10/23/13

Mary and Martha: A Short Comparison

 

by Greg Sousa
 October 22, 2013

In a society filled with time commitments, fast-approaching deadlines, and schedules that don’t seem to fit within a twenty-four hour time frame, where does one find the time needed to accomplish all of their tasks at hand and still maintain a hospitable social life? How does one stop from being distracted with details and simply recognize the reasons for his/her actions? These are some of the questions and conflicts that Mary and her older sister Martha faced when Jesus and His twelve apostles were guests at their house in Bethany.

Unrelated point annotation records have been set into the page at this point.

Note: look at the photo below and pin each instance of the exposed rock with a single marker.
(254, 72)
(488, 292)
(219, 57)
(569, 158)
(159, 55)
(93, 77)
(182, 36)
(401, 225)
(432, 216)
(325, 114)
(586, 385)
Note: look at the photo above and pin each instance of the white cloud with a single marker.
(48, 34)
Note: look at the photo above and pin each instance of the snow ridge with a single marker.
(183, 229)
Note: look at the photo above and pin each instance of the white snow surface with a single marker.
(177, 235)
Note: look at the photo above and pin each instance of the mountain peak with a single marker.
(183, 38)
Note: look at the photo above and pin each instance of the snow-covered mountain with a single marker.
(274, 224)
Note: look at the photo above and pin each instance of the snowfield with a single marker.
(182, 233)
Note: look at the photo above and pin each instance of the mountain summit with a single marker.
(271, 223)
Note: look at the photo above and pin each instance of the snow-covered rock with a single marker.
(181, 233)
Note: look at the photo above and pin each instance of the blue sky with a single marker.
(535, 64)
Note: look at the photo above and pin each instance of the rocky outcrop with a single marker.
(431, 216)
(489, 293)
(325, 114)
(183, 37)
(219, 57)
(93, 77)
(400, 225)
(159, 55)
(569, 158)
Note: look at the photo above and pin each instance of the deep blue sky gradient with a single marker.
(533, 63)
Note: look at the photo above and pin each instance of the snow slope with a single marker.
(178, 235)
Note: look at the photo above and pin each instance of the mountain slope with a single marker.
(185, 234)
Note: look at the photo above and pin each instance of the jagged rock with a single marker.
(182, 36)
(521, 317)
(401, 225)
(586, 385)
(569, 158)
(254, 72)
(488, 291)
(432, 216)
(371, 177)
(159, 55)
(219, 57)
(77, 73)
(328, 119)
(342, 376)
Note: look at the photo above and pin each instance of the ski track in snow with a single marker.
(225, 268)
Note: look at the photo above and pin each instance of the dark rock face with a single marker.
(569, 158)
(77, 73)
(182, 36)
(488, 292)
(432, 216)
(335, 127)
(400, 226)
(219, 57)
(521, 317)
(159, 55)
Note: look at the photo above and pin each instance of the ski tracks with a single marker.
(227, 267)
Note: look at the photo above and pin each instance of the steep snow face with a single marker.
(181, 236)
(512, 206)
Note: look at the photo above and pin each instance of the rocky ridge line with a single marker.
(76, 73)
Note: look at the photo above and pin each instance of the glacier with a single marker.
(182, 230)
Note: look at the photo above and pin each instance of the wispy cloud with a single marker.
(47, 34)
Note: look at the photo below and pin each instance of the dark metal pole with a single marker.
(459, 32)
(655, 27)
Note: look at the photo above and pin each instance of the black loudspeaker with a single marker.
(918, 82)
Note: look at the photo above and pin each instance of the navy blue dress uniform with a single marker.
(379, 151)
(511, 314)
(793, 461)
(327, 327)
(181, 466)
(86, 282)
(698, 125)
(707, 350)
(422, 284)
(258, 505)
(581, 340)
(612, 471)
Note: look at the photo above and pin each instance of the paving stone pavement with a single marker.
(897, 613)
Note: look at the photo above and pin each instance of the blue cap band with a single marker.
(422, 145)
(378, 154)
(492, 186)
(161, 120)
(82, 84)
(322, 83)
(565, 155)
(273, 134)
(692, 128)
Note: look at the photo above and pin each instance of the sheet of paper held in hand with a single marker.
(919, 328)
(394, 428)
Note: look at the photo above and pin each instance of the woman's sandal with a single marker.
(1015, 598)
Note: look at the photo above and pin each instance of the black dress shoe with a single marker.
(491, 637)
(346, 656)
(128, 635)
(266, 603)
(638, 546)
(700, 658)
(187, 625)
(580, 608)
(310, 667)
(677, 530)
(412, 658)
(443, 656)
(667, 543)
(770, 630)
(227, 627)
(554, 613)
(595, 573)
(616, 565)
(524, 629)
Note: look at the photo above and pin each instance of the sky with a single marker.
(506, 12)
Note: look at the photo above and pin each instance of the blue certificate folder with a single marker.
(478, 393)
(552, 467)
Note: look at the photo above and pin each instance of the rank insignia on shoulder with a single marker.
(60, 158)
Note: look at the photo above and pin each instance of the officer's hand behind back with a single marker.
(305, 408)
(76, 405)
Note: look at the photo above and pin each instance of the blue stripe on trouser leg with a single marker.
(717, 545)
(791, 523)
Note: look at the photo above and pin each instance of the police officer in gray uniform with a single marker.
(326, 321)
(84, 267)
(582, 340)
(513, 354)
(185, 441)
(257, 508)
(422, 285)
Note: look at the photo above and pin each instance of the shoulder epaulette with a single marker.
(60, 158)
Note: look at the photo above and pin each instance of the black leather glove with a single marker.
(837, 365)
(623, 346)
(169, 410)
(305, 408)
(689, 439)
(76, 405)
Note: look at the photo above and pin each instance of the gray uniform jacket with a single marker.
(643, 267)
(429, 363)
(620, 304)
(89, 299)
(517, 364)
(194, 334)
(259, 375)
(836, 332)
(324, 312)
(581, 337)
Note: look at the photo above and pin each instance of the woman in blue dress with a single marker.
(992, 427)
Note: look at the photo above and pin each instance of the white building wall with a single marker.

We first meet Mary and Martha in the Gospel of Luke. Although they are mentioned in each of the four Gospels, it is the story of Luke 10: 38-42 that has been studied for centuries by biblical scholars.  Mary, Martha, and Lazarus had become cherished personal friends of Jesus during His earthly ministry. He had a profound love for their family, and it's clear from Luke's account that Jesus made Himself at home in their house.  Although the passage is short, it is very poignant. Luke writes:

 Now it happened as they went that He entered a certain village; and a certain woman named Martha welcomed Him into her house.  And she had a sister called Mary, who also sat at Jesus’ feet and heard His word. But Martha was distracted with much serving, and she approached Him and said, “Lord, do You not care that my sister has left me to serve alone? Therefore tell her to help me.”  And Jesus answered and said to her, “Martha, Martha, you are worried and troubled about many things. But one thing is needed, and Mary has chosen that good part, which will not be taken away from her” (Luke 10: 38-42 NKJV).

Jesus had apparently been invited into the home by Martha, signifying that she was the one in charge and the master of ceremonies of this house. She tried to do everything that she could to make sure that all of the details of the visit were perfect – and as the oldest sibling – she may have feared the shame of her home not measuring up to the desired expectations. While much of Martha’s behavior is commendable, she fussed over the hostessing duties too much. As a result, she was not able to enjoy any quality time with her guest, Jesus, and found it impossible to accept her sister’s lack of cooperation in all of the preparations.

 In contrast to her sister, Mary felt it was important to give more attention to Jesus rather than focus on the details of the visit. Mary felt that it was more important to sit at the feet of Jesus and listen to His words rather than focus on the details of serving her guest’s needs. Mary’s actions irritated Martha so much that she bought it to the attention of her guest, Jesus. Jesus didn’t become angry with Martha. He was the perfect house guest. He understood her anguish, but loved her enough to tell her what she needed to hear. He tactfully stated that Mary’s choice was the most appropriate. Jesus' reply must have utterly startled Martha. It probably never occurred to her that she might be the one in the wrong, but the little scene earned her the gentlest of admonitions from Jesus.

Ironically, in a later incident recorded in the twelfth chapter of the Gospel of John, we find Mary, once again, sitting at the feet of Jesus while she anoints Him with expensive oils and perfumes and wipes His feet with her hair. This time Judas Iscariot is the one to quickly rebuke Mary for her actions stating, “That perfume was worth a year’s wages. It should have been sold and the money given to the poor” (John 12: 5 NIV). Once again Jesus comes to Mary’s defense and rebukes Judas saying, “Leaver her alone. She did this in preparation for my burial” (John 12: 7 NIV). Mary seemed to be able to discern Jesus’ true meaning even better than any of His twelve disciples.